The following items are malware and must be fixed

• The following explains how to remove items from your computer that are malware. These items must be fixed!
  
  • Please set your system to show
    all files; Click Start.
    Open My Computer.
    Select the Tools menu and click Folder Options.
    Select the View Tab.
    Under the Hidden files and folders heading select Show hidden files and folders.
    Uncheck the Hide protected operating system files (recommended) option.
    Click Yes to confirm.
    Click OK.
  • Close all programs leaving only HijackThis running. Place a check against each of the following, making sure you get them all and not any others by mistake:
    O2 - BHO: {66d36937-ab65-42a8-5ee4-b533346dc05b} - {b50cd643-335b-4ee5-8a24-56ba73963d66} - C:\WINDOWS\system32\nuwchgtk.dll
    O4 - HKLM\..\Run: [soundMan] SOUNDMAN.EXE
    O4 - Startup: PowerReg Scheduler.exe
    O15 - Trusted Zone: *.gomyhit.com (HKLM)
    O15 - Trusted Zone: *.imageservr.com (HKLM)
    O15 - Trusted Zone: *.imagesrvr.com (HKLM)
    O15 - Trusted Zone: *.storageguardsoft.com (HKLM)
    Click on Fix Checked when finished and exit HijackThis.
    
  • Reboot into Safe Mode: begin clicking the F8 key as soon as you reboot and then choose the option for safe mode. Don't be alarmed when you see a drastically changed desktop and missing icons and programs running. This is normal for Safe Mode.
    Using Windows Explorer, locate the following files/folders, and delete them:
    SOUNDMAN.EXE
    O4 - Startup: PowerReg Scheduler.exe
    Exit Explorer, and reboot as normal afterwards.
    If you were unable to find any of the files then please follow these additional instructions:
    Download Pocket Killbox and unzip it; save it to your Desktop.
    Run it, and click the radio button that says Delete a file on reboot. For each of the files you could not delete, paste them one at a time into the full path of file to delete box and click the red circle with a white cross in it.
    The program will ask you if you want to reboot; say No each time until the last one has been pasted in whereupon you should answer Yes.
    Let the system reboot.
    

You are running an outdated and unsafe version of Java. You need to uninstall it via Add/Remove programs and delete the program file also. Then go here http://java.sun.com/javase/downloads/index.jsp and install the correct version for your system. Choose the offline installation.

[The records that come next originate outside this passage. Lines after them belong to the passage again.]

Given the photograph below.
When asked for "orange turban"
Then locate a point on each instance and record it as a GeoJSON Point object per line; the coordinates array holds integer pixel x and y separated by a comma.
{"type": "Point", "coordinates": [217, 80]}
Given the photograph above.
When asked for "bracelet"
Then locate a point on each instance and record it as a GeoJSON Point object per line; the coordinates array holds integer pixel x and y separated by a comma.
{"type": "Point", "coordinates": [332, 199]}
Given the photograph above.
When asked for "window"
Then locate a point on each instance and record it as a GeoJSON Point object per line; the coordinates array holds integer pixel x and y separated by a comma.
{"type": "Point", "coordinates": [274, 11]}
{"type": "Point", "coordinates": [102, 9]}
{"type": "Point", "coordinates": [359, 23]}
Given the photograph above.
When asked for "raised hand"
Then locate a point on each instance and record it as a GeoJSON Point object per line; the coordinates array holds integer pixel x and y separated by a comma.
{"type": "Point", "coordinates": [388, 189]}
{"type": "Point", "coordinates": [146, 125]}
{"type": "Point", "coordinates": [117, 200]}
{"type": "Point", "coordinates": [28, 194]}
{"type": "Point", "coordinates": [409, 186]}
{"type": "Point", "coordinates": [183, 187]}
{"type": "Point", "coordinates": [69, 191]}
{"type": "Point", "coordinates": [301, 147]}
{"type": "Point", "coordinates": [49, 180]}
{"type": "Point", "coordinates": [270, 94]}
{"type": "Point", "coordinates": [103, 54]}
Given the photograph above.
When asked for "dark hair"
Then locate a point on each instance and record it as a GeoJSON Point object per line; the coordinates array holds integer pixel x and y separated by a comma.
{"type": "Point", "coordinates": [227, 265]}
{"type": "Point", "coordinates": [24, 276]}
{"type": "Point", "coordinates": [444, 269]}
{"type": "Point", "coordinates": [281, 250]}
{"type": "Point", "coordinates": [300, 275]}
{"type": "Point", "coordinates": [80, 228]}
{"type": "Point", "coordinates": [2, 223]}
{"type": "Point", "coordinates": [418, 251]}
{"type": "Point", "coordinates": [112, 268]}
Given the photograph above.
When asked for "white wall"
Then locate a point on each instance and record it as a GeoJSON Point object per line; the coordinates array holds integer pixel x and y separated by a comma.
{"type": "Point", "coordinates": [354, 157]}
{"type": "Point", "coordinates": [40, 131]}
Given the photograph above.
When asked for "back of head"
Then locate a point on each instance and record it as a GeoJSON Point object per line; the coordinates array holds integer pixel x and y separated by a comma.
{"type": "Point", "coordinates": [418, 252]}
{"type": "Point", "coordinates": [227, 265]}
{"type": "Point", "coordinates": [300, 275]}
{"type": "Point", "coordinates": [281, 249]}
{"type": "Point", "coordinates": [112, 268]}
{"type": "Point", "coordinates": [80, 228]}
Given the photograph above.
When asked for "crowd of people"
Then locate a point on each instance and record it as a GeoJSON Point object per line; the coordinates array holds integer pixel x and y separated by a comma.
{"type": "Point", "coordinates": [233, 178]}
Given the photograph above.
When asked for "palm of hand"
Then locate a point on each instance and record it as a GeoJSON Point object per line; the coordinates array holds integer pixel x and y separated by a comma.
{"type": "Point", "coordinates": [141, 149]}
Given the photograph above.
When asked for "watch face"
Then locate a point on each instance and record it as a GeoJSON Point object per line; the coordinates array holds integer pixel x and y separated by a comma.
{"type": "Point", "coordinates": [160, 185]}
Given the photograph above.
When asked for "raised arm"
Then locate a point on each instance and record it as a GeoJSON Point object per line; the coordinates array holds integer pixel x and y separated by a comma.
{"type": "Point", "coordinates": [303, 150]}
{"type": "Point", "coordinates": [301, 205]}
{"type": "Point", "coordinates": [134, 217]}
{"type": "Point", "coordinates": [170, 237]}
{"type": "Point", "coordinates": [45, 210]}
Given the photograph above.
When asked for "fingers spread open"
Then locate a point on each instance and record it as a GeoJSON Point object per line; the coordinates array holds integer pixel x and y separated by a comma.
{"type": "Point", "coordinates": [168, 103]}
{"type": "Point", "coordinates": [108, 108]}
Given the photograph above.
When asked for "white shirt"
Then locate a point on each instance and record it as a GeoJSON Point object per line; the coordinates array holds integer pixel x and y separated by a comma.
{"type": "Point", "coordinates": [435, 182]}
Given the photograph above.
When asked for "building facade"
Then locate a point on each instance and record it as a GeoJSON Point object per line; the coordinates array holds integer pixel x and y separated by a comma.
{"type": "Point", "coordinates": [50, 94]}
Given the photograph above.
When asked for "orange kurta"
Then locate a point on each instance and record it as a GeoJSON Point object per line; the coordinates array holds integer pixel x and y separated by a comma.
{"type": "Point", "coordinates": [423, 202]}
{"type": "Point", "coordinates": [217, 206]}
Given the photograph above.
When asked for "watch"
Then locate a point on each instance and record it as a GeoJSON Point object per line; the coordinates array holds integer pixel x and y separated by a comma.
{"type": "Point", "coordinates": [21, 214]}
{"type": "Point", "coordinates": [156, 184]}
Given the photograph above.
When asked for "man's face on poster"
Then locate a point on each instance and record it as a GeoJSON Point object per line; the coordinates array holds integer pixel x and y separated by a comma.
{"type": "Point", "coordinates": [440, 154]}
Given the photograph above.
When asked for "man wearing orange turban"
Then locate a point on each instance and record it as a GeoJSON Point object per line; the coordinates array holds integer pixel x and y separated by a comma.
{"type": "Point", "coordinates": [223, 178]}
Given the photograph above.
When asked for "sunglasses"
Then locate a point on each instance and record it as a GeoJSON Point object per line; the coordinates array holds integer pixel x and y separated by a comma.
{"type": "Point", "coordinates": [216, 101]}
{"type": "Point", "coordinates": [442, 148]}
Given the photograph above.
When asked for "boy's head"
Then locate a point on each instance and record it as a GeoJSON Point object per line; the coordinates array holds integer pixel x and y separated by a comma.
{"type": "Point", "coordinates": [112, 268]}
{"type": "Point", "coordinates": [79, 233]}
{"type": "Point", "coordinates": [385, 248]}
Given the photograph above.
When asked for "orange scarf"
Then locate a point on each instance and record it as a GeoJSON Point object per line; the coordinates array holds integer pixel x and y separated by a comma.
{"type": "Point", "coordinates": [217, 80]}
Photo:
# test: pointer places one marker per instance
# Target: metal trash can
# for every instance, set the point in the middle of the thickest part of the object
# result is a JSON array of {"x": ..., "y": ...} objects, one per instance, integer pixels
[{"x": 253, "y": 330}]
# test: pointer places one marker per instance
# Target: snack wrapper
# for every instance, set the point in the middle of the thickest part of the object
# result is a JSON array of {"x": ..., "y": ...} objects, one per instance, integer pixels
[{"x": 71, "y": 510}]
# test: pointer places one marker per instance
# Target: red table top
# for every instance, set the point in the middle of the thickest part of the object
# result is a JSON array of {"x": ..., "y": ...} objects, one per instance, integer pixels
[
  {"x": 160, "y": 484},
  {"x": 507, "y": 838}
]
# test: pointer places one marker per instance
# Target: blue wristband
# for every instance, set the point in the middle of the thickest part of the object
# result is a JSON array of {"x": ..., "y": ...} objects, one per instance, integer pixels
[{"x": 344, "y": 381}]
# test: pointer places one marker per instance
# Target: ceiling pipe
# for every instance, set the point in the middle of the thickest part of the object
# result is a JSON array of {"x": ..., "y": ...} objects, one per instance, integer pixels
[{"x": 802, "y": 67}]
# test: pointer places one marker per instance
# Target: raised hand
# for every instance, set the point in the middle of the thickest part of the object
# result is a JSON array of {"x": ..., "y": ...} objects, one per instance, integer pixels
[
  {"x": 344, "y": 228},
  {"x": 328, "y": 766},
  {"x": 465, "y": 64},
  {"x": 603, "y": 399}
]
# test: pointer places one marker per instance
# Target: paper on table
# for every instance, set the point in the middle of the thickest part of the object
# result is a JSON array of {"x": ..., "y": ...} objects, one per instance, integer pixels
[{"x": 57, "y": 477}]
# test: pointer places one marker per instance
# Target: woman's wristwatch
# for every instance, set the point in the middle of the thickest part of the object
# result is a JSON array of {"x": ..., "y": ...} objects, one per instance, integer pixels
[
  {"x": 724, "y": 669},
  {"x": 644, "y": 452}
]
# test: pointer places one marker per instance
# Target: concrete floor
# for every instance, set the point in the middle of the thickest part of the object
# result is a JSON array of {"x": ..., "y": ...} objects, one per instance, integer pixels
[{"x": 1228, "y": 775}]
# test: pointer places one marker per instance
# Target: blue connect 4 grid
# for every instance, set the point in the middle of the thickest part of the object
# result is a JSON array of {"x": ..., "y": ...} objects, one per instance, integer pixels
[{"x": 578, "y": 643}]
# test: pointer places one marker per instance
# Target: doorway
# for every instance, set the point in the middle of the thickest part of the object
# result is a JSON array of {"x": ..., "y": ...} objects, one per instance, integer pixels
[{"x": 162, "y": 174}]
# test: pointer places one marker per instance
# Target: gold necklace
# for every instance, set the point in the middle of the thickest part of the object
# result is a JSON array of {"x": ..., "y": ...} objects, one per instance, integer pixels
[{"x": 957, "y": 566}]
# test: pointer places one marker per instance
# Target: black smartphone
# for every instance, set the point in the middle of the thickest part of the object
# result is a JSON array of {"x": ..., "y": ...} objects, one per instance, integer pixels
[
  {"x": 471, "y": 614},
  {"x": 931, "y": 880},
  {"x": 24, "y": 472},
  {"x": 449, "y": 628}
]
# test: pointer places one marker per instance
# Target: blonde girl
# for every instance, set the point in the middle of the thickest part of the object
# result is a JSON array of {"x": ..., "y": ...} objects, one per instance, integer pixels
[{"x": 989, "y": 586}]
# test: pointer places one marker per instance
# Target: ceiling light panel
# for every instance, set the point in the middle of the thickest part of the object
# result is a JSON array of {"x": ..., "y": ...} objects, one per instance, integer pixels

Post back a fresh HijackThis log and we will take another look. Please copy and paste the log into the body of your reply rather than attach it.

[JeanInMontana]

Since this topic has had no reply for over 5 days it will be closed to prevent other from posting into it. Should you decide to resume with your assistance PM any staff member and we will be happy to reopen the topic.

Note: the fixes in this topic are for this system only. Applying them to your system can cause severe damage and result in utter system failure. If you need help start your own topic and someone will be happy to assist you.